Edit, 4/10: This isn’t how Marvel Comics should be making the news. After all the outstanding progress and forward thinking that has become a hallmark of the company’s titles in the last few years – a number of all-female creative teams, that totally Asian Totally Awesome Hulk, Kamala Khan,
America fer crying out loud – this controversy is a major setback. And to have it take place in a relaunch of the X-Men of all things, a comic that has, for generations, stood for abolishing bigotry and promoting acceptance, is particularly disappointing. Hopefully we’ve seen the last of Marvel’s –
or any comic book publisher’s – relationship with this particular artist.

As promised, Marc Guggenheim is going back to basics in X-Men: Gold #1, the first new ongoing X-book in Marvel’s ResurrXion initiative. Following the events of Inhumans vs. X-Men, and, really, all the second-rate treatment given to mutants not named Deadpool over the last few years, this new team with a classic feel is just what the comics world needs right now. Kitty Pryde is back, leading a group comprised of Colossus, Storm, Rachel Grey (Prestige), Old Man Logan, and Nightcrawler. And it’s not just the team’s composition that hearkens back to the Claremont/Cockrum/Byrne glory days. This is the first X-launch in years that feels like those great stories so many of us grew up with. No disrespect to Lee & Kirby, but the X-Men – as a series and as an institution – didn’t reach their full potential until that first reset in the late 70’s and early 80’s.

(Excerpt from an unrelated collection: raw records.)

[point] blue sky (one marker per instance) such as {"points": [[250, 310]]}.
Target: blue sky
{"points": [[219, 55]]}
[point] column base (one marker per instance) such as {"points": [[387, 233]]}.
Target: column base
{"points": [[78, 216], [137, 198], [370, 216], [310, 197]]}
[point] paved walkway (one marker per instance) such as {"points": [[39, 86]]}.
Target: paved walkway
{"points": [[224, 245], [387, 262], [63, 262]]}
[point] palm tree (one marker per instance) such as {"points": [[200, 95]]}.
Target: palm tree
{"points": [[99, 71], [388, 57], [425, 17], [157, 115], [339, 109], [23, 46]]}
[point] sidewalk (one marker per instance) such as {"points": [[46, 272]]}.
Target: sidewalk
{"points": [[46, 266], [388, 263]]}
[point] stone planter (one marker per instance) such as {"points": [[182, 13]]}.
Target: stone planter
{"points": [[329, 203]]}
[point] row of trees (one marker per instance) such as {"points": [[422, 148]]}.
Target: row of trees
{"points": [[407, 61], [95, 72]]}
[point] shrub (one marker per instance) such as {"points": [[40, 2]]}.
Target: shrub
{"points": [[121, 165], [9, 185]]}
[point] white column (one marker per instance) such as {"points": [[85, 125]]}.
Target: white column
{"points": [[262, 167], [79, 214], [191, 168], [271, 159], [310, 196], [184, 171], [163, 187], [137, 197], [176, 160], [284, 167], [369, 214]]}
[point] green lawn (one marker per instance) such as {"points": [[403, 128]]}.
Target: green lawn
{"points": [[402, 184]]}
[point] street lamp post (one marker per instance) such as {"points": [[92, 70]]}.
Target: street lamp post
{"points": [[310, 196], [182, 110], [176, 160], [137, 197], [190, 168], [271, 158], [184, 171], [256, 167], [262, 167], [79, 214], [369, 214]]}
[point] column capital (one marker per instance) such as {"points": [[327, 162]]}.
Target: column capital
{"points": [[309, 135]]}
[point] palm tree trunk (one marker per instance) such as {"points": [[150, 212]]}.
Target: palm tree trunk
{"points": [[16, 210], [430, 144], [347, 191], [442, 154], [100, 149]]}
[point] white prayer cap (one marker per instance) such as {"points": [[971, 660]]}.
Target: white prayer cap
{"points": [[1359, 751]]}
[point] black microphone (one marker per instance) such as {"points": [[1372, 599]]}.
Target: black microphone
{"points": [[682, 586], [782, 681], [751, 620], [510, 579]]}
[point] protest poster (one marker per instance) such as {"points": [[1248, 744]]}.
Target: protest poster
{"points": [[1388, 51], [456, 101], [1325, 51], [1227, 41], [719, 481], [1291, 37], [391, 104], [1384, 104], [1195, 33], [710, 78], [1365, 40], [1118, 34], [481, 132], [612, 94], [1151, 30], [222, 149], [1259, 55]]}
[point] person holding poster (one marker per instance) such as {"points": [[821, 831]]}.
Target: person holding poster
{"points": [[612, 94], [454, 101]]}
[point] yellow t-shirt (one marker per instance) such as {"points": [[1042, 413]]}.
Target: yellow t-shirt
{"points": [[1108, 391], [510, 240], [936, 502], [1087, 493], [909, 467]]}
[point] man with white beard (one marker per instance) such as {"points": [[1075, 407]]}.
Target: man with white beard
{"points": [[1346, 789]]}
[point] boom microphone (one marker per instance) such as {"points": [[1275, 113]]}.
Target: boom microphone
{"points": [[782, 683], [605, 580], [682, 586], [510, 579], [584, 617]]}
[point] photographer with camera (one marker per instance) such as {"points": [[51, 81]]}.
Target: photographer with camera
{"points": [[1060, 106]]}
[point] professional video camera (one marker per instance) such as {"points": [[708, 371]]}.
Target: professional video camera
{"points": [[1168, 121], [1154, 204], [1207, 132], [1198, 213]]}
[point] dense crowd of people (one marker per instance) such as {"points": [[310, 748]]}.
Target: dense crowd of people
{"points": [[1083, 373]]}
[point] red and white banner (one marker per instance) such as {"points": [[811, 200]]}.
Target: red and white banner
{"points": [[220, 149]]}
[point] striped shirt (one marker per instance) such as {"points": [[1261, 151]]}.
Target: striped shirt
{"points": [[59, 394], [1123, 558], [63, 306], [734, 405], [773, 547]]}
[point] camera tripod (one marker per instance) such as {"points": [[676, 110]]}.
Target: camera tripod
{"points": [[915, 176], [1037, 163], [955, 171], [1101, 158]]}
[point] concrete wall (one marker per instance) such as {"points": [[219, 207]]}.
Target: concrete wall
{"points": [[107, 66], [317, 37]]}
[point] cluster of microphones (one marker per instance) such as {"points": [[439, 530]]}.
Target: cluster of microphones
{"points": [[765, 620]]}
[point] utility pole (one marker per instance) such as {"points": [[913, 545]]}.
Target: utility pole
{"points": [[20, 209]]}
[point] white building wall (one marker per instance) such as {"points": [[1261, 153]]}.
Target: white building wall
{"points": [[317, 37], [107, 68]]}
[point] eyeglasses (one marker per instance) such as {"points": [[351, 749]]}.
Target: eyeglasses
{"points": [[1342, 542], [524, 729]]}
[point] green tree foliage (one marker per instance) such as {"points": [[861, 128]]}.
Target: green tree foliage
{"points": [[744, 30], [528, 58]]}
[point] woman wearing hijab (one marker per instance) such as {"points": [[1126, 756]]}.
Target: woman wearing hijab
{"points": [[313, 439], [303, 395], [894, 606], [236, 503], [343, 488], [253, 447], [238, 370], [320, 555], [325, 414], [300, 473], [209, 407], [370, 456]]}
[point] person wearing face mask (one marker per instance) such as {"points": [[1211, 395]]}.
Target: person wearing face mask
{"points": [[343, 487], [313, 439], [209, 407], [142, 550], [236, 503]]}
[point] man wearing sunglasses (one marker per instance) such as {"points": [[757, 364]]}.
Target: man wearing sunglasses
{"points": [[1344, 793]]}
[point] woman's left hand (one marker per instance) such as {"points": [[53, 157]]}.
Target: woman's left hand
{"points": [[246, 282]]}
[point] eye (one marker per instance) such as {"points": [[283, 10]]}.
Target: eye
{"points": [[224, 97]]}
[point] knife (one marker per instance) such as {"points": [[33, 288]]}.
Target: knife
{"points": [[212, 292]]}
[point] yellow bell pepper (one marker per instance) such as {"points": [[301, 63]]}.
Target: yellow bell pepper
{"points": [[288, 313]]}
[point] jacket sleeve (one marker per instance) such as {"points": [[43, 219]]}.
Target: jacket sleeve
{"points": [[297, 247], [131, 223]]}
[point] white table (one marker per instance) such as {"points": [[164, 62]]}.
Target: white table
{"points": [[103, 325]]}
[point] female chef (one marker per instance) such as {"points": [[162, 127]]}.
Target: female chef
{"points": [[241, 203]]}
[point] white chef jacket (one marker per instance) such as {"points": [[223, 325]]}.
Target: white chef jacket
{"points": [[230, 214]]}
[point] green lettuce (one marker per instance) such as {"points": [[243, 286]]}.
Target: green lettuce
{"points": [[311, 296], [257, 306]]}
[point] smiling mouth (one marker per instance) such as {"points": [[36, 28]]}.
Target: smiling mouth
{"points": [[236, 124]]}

The comic opens, appropriately, with a supervillain bout, wherein this team gets a chance to showcase its battle-tested dynamic. Also, a little reminder that Kitty Pryde, codename or not, is a legitimate badass. And then the battle segues quickly into an all-too familiar statement. What makes the X-Men heroes – perhaps even more heroic than any assemblage of Avengers or Justice Leaguers – is that these mutants have forever worked to protect and save a society that hates and fears them. It’s the enduring X-Men theme; in Guggenheim’s hands the selflessness and courage still seems fresh.